Are nba_df_from_dict_as_cols and nba_df_from_lists_as_rows 
equivalent dataframes? Don't take my word for it. 

remember from numpy... `(my_array < 0).all()`?

## Summarize Dataframes

- `df.info()`:  See total number of rows, column names, number of non-null values for each column, datatype of each column, size of the dataframe (memory usage) 

- `df.describe()`: Summary statistics of all the columns with numeric datatypes. 


## Dataframe Attributes

- `df.dtypes`: datatype of each column
- `df.shape`: tuple of number of rows & columns in the dataframe
- `df.index`: the labels for each row (usually autogenerated int)
- `df.columns`: you can also assign new values to this attribute. 

You will notice that when calling these attributes of dataframes, they are not followed by `()`. When you forget, you will just get a nice error to remind you :)
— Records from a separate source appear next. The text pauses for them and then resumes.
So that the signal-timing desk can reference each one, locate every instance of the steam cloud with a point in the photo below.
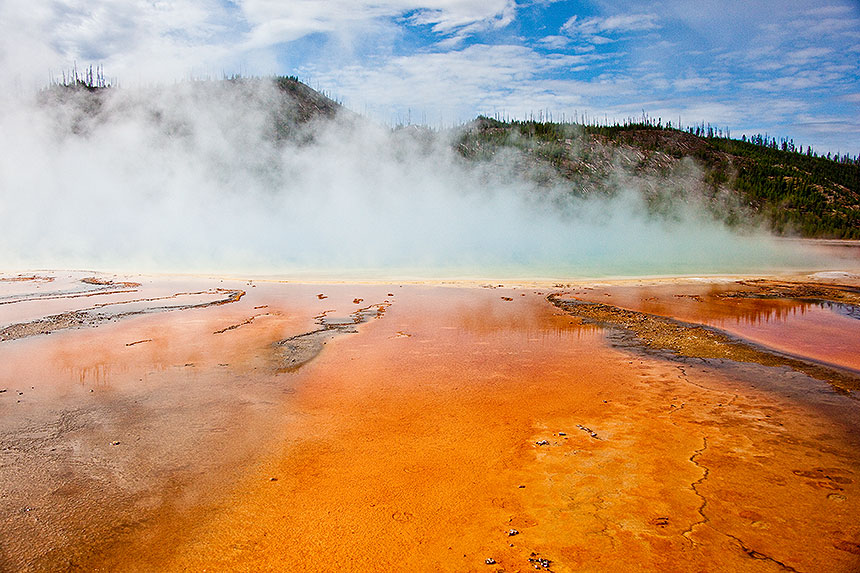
(189, 178)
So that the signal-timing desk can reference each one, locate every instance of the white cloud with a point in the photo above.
(144, 40)
(453, 86)
(618, 24)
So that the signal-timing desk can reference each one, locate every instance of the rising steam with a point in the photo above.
(193, 178)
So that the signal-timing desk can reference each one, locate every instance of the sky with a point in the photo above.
(787, 68)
## Subset/Filter Dataframes

### Columns

Return a dataframe

- `df[[col1, col2]]`  
- `df[[col1]]`  
- `mycols = [col1, col2]` -> `df[mycols]`  

Return a series
- `df[col1]`  
- `df.col1`  


### Rows

We can take a peek at the first 5 rows, last 5 rows, a random sample, or anything in between. 

- `df.head()`: first n rows (default n = 5)  
- `df.tail()`: last n rows (default n = 5)  
- `df.sample(n)`: sample n rows  
- `df.sample(frac)`: sample frac (proportion) of rows     
- `df[df.col1 < x]`: all columns and all rows where col1 value is less than x

### Columns & Rows

- `df[df.col1 < x].col2`: column 2 and rows where col1 value is less than x. What kind of object is returned?     
- `df[df.col1 < x][[col1, col2]]`: columns 1 & 2 and rows where col1 value is less than x. What kind of object is returned?   


## Drop, Rename, Add Columns


- `df.drop(colums=[])`
- `df.rename(columns={'original_name': 'new_name'})`
- `df['new_col'] = df.col1 < x`
- `df.assign(new_col=df.col1 < x)`

In the drop and rename methods (and many others in pandas), the original dataframe is not changed, but instead a new dataframe is produced. However, you can use the `inplace` argument to change the original dataframe. 


## Sort Dataframes

- `df.sort_values(by='col1', ascending=False)`: default is True, so `ascending` argument is not necessary if sorting in ascending order. 

## Chain Dataframe Methods

As long as each method is returning a dataframe, these can be chained together to quickly and easily create the dataframe you need.